Es klingt sehr nach Klischee, aber das Beispiel ist echt. Aus Martins Nachbarschaft kommen nicht viele an die Hochschule, und das ist typisch: Während 77 Prozent aller Akademikerkinder in Deutschland studieren, beträgt dieser Anteil bei Kindern aus Nichtakademiker-Familien nur 23 Prozent, ergab eine Studie des Deutschen Studierendenwerkes. Trotz guter Noten fehlt denen, die in weniger gebildeten Verhältnissen aufwachsen, oft das Vertrauen in die eigenen Stärken. Genau hier setzt das Landesprojekt „Talentscouts“ an, an dem sich künftig auch die TH Köln und die Universität zu Köln als Partner beteiligen. Die Scouts suchen das Gespräch mit Jugendlichen und fahnden gezielt nach Talenten, die ihr Potenzial bislang nicht ausschöpfen.
Sportvereine und Jugendzentren im Blick
Je eine Million Euro Fördermittel bis zum Jahr 2020 bekommen die beiden Hochschulen, die dafür jeweils drei Scouts beschäftigen können.
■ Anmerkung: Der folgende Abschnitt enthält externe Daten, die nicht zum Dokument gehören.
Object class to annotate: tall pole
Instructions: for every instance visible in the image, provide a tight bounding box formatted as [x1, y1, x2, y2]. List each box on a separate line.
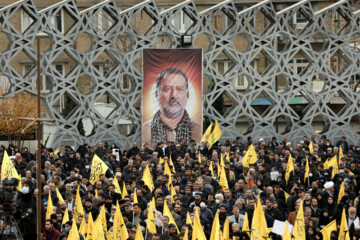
[36, 38, 42, 240]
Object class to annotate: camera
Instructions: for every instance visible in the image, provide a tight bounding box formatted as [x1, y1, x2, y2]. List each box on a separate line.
[0, 178, 23, 240]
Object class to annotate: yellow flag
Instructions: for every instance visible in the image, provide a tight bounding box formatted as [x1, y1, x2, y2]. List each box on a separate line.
[56, 187, 64, 202]
[95, 189, 98, 198]
[192, 209, 206, 240]
[150, 197, 156, 216]
[183, 228, 189, 240]
[348, 171, 357, 186]
[85, 212, 94, 240]
[219, 165, 229, 191]
[283, 221, 292, 240]
[54, 148, 59, 155]
[79, 216, 87, 235]
[209, 161, 214, 178]
[210, 210, 220, 240]
[339, 145, 344, 160]
[309, 141, 313, 154]
[328, 156, 338, 178]
[90, 217, 98, 240]
[68, 219, 80, 240]
[159, 157, 164, 165]
[147, 200, 157, 234]
[223, 217, 229, 240]
[226, 152, 230, 162]
[170, 184, 176, 203]
[169, 154, 174, 170]
[62, 208, 69, 226]
[198, 151, 201, 163]
[292, 200, 305, 239]
[89, 154, 109, 185]
[242, 144, 257, 168]
[201, 122, 213, 143]
[112, 201, 121, 239]
[118, 202, 129, 240]
[122, 182, 128, 198]
[283, 189, 290, 202]
[324, 158, 329, 170]
[163, 201, 179, 233]
[112, 178, 121, 194]
[304, 157, 310, 183]
[73, 186, 84, 221]
[94, 217, 105, 240]
[46, 193, 54, 220]
[339, 208, 350, 240]
[164, 161, 172, 189]
[321, 220, 337, 240]
[208, 120, 222, 149]
[338, 182, 345, 204]
[250, 197, 267, 240]
[133, 188, 138, 204]
[135, 223, 144, 240]
[285, 154, 294, 184]
[186, 211, 192, 226]
[142, 165, 154, 192]
[1, 151, 19, 181]
[242, 212, 249, 236]
[259, 203, 268, 239]
[99, 205, 107, 233]
[106, 230, 113, 240]
[220, 154, 224, 168]
[17, 174, 22, 191]
[324, 155, 339, 178]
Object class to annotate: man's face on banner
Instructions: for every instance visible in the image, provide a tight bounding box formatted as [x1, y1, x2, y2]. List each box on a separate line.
[155, 73, 189, 119]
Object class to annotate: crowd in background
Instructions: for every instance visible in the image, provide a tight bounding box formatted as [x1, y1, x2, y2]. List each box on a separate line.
[0, 134, 360, 240]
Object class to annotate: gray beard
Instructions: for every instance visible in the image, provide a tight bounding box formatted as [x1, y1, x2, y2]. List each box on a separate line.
[163, 106, 184, 118]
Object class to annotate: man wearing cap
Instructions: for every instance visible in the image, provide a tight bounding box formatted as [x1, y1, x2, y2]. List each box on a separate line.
[123, 201, 134, 222]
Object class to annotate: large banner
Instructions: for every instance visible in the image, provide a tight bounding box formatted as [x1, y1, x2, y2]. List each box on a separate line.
[142, 49, 203, 148]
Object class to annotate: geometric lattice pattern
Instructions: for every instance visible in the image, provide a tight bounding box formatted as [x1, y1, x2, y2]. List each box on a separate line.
[1, 0, 360, 148]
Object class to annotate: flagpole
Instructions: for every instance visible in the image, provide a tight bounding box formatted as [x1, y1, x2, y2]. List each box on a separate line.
[145, 228, 148, 240]
[36, 37, 42, 240]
Edith Saum, Teamleiterin der Zentralen Studienberatung, hat sich intensiv für diese Förderung eingesetzt und jetzt schon die drei Stellen besetzt: Zweieinhalb davon für das Scouting selbst, eine für die Koordination der Aktivitäten. Und die sind vielfältig: „Die Hochschulen im Ruhrgebiet, die bisher schon gefördert wurden, konzentrieren sich auf die Schulen. Wir gehen außerdem in Sportvereine, Jugendzentren, Kirchen, Moscheen – überall dahin, wo die Jugendlichen sind“, erklärt Edith Saum.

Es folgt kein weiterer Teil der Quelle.